NCOs soak up strategic lessons
September 1, 2005
GARMISCH, Germany — The plan for this week’s International Senior NCO Seminar called for top noncommissioned officers from a more than a dozen nations to gather to discuss topics such as the “NATO and Trans-Atlantic Community of Values.”
“When I first heard about [the seminar], I was a bit skeptical. I thought, ‘Not another bloody management course,’” said British Royal Air Force Warrant Officer Chris Ruhle.
But a major focus of this week’s event, just the second of its kind, was to give NCOs in-depth presentations on high-level strategic topics they might not normally have access to, said the command sergeant major for the U.S. European Command, Michael Bartelle.
The point, U.S. organizers said, is to help top NCOs better understand some of the issues their commanders have to take into account when making decisions for troops.
And with topics such as “Countering WMD Proliferation: The Case for Missile Defense,” and “The Future of Coalition Warfare,” delivered by military experts from the Marshall Center for Security Studies, attendees (including Ruhle) said they’re anything but bored.
“It’s good to have such lessons,” said Sgt. Maj. Henryk Ostapski, from the Polish army. “You’re kind of an adviser of the most senior general in your army. It’s necessary."
Along with a host of talks and discussions focusing on the role of NCOs and ways to improve the NCO corps’ performance, presentations covered issues facing NATO, terrorism and American approaches to security threats.

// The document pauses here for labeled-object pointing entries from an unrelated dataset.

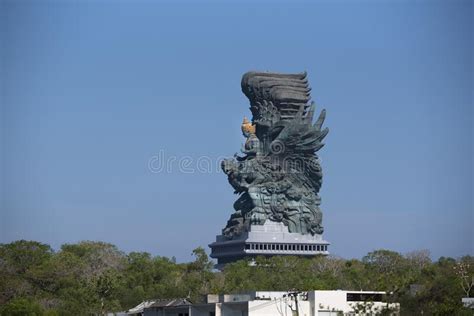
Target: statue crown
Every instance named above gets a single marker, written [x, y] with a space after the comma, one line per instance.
[248, 127]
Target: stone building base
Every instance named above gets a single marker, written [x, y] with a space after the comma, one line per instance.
[269, 239]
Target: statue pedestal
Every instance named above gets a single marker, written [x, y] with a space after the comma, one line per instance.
[269, 239]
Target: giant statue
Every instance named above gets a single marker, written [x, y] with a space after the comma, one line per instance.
[277, 175]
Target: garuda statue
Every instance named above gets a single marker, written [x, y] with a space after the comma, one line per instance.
[278, 174]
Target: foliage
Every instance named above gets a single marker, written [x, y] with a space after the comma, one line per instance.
[95, 277]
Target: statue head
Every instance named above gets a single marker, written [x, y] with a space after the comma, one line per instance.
[247, 128]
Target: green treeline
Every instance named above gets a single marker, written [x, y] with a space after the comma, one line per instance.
[90, 278]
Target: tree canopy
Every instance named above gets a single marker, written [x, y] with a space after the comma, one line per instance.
[95, 277]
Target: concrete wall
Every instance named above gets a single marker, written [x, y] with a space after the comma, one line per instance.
[235, 309]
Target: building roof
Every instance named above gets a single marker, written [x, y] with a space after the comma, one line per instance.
[172, 302]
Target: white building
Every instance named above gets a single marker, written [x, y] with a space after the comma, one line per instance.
[261, 303]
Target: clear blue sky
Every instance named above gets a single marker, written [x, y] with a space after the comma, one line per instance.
[91, 90]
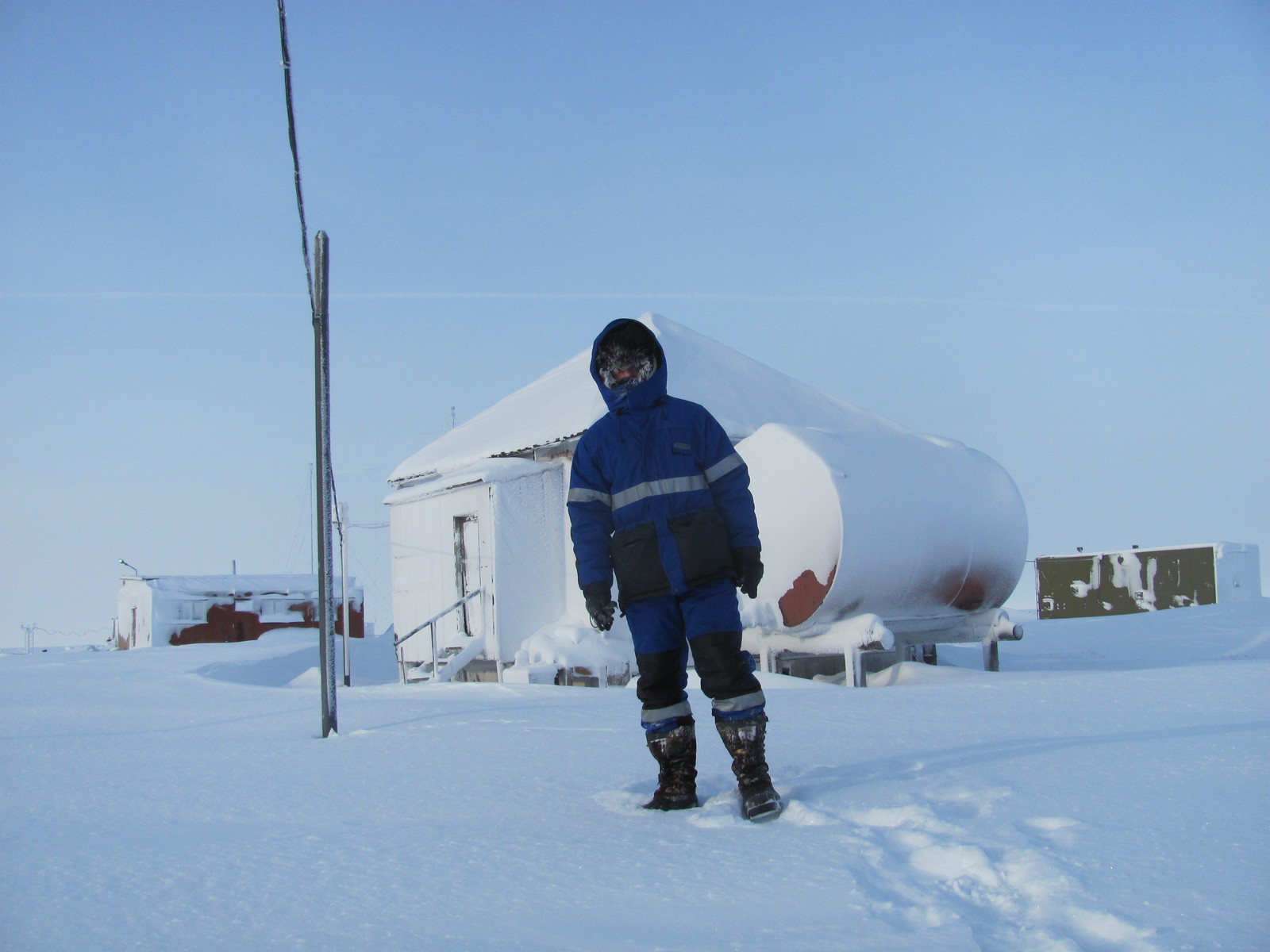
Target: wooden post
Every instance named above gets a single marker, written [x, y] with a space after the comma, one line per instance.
[325, 571]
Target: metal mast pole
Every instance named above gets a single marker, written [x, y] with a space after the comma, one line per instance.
[325, 577]
[343, 583]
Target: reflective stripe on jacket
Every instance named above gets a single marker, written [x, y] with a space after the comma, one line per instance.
[658, 495]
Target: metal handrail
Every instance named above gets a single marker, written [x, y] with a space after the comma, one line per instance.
[436, 619]
[432, 626]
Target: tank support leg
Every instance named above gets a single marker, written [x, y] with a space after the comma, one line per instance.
[991, 655]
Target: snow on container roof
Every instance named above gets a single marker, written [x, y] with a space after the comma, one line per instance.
[224, 585]
[741, 393]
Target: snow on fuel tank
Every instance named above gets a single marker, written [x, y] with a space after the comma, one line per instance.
[879, 520]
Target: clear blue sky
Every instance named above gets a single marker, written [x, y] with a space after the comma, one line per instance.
[1041, 228]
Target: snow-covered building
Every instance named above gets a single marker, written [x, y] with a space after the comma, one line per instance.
[184, 609]
[874, 536]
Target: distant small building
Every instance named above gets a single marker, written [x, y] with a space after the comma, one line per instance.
[1091, 584]
[186, 609]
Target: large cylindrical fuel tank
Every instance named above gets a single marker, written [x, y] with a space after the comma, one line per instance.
[883, 520]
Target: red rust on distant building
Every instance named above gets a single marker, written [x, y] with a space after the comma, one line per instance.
[804, 597]
[225, 624]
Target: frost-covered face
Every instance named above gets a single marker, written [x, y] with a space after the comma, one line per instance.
[622, 366]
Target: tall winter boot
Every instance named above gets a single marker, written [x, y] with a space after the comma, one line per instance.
[676, 753]
[745, 742]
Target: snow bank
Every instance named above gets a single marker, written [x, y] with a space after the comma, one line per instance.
[183, 799]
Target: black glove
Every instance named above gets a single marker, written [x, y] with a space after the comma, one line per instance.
[600, 605]
[747, 569]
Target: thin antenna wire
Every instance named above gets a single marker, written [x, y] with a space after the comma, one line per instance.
[295, 152]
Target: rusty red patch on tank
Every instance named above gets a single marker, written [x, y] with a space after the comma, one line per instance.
[804, 597]
[971, 596]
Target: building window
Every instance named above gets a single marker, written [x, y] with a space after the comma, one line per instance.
[275, 606]
[190, 611]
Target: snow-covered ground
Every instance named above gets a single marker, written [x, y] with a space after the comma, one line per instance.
[1108, 790]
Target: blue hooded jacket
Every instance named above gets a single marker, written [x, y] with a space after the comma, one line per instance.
[658, 497]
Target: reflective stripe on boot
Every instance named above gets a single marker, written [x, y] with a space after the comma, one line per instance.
[676, 753]
[745, 742]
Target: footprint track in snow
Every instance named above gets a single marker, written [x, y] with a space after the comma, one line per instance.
[924, 871]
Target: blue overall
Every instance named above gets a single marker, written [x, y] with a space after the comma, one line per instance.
[660, 498]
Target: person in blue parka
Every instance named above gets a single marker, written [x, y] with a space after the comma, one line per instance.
[660, 499]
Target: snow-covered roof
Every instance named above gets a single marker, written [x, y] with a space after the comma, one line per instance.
[241, 585]
[741, 393]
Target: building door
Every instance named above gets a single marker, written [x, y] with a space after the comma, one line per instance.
[471, 617]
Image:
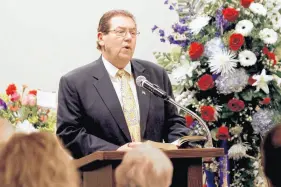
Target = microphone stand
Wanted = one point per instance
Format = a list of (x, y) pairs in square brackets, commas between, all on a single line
[(209, 142)]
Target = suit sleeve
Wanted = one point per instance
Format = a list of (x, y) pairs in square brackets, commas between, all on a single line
[(70, 127), (174, 123)]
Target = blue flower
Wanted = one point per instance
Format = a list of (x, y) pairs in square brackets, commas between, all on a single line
[(154, 28), (3, 105), (162, 33), (179, 29)]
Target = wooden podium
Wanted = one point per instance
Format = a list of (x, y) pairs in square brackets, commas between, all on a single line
[(98, 168)]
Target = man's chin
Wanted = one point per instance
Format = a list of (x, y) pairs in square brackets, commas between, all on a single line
[(126, 57)]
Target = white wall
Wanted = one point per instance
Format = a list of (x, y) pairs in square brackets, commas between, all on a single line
[(42, 40)]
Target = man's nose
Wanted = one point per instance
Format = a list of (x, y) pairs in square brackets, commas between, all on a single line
[(128, 36)]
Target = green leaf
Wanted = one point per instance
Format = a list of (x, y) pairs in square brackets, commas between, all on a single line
[(247, 95)]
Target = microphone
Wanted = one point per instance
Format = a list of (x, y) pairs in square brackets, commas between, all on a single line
[(141, 81)]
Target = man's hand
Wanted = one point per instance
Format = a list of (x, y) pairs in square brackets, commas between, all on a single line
[(129, 146)]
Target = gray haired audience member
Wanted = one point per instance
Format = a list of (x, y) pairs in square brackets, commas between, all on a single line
[(144, 166), (272, 155), (36, 160)]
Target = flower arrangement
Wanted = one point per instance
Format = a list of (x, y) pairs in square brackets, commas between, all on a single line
[(225, 65), (24, 113)]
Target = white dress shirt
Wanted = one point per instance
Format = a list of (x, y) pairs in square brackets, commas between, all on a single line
[(116, 81)]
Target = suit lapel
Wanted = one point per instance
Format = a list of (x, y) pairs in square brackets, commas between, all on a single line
[(143, 95), (106, 91)]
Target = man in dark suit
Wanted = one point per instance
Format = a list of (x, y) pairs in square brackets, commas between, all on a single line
[(100, 109)]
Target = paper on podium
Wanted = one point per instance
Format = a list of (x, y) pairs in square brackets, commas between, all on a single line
[(47, 99)]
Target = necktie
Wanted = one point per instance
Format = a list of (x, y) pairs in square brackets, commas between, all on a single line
[(129, 106)]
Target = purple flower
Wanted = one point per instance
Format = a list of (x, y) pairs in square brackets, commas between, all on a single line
[(171, 39), (3, 105), (221, 23), (162, 33), (183, 20), (154, 28), (215, 76), (180, 28)]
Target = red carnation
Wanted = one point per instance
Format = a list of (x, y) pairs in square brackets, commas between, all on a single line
[(208, 113), (11, 89), (230, 14), (33, 92), (266, 101), (206, 82), (222, 133), (236, 105), (246, 3), (236, 41), (195, 50), (251, 81), (189, 120), (265, 50), (272, 56)]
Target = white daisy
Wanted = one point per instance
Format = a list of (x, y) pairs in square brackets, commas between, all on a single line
[(223, 61), (262, 81), (247, 58), (258, 8), (269, 36), (238, 151), (244, 27), (212, 46), (197, 24), (277, 79), (276, 21)]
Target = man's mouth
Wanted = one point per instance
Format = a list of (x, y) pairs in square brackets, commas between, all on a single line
[(127, 47)]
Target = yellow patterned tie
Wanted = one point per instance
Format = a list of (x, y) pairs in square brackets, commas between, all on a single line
[(129, 106)]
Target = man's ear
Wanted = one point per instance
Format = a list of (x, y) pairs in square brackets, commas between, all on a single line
[(100, 39)]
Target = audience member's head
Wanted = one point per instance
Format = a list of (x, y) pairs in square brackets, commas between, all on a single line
[(272, 155), (144, 166), (6, 129), (36, 160)]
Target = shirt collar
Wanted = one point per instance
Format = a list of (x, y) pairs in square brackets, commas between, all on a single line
[(112, 70)]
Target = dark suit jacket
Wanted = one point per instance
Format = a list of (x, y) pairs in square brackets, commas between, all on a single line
[(90, 117)]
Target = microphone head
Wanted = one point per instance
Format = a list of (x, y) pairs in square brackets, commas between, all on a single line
[(140, 80)]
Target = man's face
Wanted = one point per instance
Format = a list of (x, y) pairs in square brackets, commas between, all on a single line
[(118, 45)]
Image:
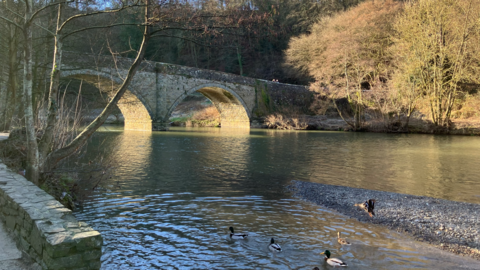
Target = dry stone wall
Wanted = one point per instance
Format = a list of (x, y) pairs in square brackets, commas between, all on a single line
[(43, 228)]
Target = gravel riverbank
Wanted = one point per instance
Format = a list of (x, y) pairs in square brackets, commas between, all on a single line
[(448, 225)]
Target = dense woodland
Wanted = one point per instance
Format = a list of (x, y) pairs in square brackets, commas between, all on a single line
[(376, 62), (251, 48)]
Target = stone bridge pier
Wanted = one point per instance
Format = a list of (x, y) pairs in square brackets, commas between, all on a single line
[(158, 88)]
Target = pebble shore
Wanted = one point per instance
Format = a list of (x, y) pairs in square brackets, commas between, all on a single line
[(448, 225)]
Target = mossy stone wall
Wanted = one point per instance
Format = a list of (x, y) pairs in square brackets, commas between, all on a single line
[(43, 228)]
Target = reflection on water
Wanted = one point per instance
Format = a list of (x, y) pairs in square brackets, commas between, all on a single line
[(174, 195)]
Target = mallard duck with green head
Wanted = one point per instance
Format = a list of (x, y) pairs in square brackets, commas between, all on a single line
[(274, 247), (368, 206), (332, 261)]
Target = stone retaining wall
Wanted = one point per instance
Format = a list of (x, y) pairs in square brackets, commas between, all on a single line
[(44, 228)]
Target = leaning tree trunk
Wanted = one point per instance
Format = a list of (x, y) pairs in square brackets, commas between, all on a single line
[(57, 155), (32, 147)]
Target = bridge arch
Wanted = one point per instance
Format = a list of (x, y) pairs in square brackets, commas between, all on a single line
[(232, 108), (135, 110)]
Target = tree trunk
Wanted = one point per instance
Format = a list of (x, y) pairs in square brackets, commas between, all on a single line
[(32, 147), (57, 155), (12, 83), (46, 143)]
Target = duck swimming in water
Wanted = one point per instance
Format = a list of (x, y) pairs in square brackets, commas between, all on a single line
[(332, 261), (368, 206), (234, 235), (274, 247)]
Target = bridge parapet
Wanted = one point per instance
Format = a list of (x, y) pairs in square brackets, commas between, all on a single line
[(159, 87)]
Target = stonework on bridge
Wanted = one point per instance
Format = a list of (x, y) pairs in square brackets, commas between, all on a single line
[(158, 88)]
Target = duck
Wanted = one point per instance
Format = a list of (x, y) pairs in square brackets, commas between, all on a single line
[(368, 206), (274, 247), (234, 235), (332, 261), (342, 241)]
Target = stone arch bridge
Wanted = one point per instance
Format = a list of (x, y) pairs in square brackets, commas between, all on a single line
[(158, 88)]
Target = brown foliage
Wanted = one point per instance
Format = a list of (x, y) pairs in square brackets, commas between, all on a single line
[(353, 43)]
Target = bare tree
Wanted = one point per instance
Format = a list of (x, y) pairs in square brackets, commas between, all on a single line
[(438, 43)]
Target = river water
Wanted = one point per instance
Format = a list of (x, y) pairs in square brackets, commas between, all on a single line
[(174, 194)]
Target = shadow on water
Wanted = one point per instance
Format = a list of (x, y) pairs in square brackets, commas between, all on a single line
[(174, 194)]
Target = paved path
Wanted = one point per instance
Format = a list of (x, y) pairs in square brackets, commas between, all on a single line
[(10, 256)]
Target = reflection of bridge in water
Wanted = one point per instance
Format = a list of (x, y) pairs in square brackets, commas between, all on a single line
[(158, 88)]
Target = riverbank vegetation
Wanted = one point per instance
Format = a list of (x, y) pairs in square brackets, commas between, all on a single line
[(394, 60), (379, 65)]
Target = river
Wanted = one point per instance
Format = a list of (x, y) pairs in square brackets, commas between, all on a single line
[(173, 195)]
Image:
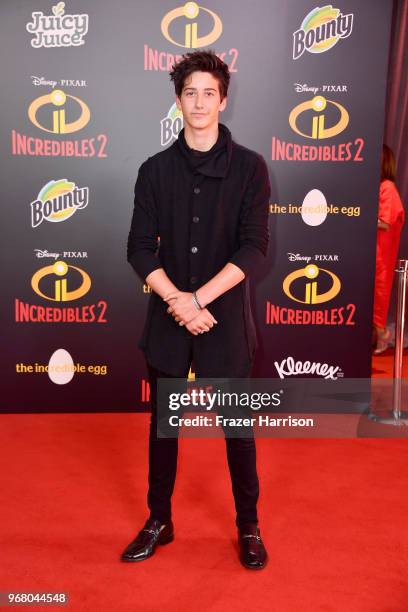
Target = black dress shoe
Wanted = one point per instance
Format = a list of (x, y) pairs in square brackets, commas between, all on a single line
[(253, 554), (152, 534)]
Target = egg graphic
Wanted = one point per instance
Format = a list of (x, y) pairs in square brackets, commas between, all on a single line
[(61, 367), (314, 207)]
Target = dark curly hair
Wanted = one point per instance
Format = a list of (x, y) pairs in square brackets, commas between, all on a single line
[(201, 61)]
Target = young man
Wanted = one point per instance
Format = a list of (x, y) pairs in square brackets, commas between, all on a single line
[(207, 199)]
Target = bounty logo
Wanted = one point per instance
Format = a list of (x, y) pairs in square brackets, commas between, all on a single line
[(321, 29), (58, 201), (171, 125)]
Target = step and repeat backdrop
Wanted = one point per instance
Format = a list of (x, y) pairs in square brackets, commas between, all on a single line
[(86, 98)]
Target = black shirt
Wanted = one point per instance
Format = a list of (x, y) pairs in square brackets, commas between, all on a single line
[(208, 208)]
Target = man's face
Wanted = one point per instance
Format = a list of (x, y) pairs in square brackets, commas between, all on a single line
[(200, 101)]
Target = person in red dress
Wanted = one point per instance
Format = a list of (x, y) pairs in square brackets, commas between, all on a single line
[(390, 222)]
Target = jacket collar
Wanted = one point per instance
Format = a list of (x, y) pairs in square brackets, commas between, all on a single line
[(214, 162)]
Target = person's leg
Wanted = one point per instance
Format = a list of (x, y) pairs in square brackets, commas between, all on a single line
[(241, 455), (162, 459), (158, 528)]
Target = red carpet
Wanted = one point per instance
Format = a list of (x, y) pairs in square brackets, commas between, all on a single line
[(333, 517)]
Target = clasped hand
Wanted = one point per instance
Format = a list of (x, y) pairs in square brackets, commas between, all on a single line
[(184, 312)]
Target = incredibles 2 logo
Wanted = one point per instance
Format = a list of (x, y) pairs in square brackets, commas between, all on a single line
[(60, 282), (318, 119), (58, 113), (189, 26), (310, 286), (189, 12)]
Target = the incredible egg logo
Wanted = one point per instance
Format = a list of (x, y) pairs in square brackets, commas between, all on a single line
[(314, 208), (61, 367)]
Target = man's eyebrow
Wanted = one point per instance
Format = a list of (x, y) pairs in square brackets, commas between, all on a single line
[(205, 88)]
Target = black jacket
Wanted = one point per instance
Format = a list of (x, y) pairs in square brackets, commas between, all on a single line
[(208, 209)]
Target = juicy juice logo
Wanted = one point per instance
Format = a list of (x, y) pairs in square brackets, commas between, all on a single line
[(321, 29), (58, 29), (58, 201)]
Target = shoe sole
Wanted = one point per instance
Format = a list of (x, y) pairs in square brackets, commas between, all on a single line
[(162, 542), (251, 567)]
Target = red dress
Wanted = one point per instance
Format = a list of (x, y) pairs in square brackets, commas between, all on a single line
[(391, 211)]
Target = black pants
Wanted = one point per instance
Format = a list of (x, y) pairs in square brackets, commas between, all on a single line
[(241, 455)]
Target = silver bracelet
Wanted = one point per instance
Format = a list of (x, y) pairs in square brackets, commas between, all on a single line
[(196, 302)]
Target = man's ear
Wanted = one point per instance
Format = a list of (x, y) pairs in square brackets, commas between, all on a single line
[(223, 104)]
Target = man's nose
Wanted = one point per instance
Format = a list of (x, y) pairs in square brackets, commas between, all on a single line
[(199, 100)]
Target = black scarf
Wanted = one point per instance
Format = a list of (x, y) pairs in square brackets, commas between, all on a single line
[(214, 162)]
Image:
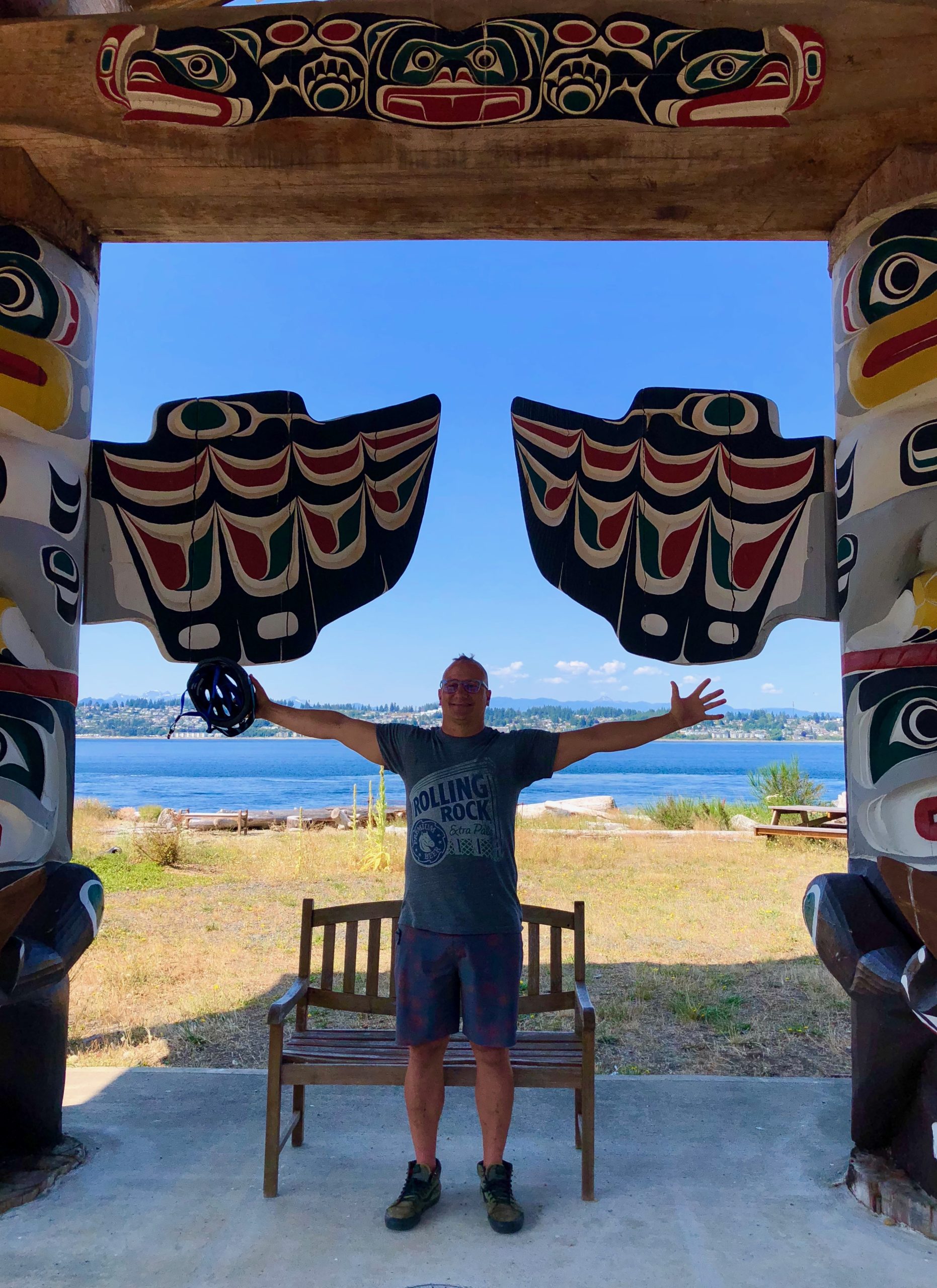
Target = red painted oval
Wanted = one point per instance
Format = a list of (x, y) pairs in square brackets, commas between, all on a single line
[(574, 33), (286, 33), (339, 31), (627, 34)]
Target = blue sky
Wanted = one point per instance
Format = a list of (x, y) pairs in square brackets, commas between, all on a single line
[(360, 325)]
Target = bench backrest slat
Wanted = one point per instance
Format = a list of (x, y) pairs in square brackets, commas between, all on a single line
[(533, 958), (348, 977), (374, 1001), (373, 977), (328, 956)]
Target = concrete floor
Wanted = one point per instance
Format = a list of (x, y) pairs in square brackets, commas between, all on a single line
[(700, 1181)]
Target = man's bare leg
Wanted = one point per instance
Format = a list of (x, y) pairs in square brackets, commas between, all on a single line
[(494, 1099), (424, 1094)]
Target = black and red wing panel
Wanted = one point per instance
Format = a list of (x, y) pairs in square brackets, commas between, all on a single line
[(244, 526), (688, 525)]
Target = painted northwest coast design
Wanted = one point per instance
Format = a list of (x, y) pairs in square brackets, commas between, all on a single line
[(886, 337), (876, 928), (48, 306), (688, 525), (544, 67), (244, 526)]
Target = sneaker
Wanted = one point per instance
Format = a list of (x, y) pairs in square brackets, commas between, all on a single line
[(506, 1214), (422, 1190)]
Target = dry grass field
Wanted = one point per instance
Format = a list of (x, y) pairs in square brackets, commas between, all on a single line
[(697, 957)]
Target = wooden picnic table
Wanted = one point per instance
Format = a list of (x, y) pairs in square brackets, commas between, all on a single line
[(824, 815), (827, 822)]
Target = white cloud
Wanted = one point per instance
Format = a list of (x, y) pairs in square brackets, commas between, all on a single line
[(512, 672), (607, 669)]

Some lectures, such as the Tuesday discussion covering proliferation of weapons of mass destruction, led by Marshall Center staffer John Reppert, contained startling information delivered by military experts.
In his talk, Reppert warned that weapons-grade uranium and plutonium — just five kilograms of which could “take out Brussels” — is not sufficiently guarded in some parts of the world, although by as early as 2030 there might not even be a need to worry about nuclear proliferation.
“Because we will have more lethal weapons than nuclear weapons [by then],” he said.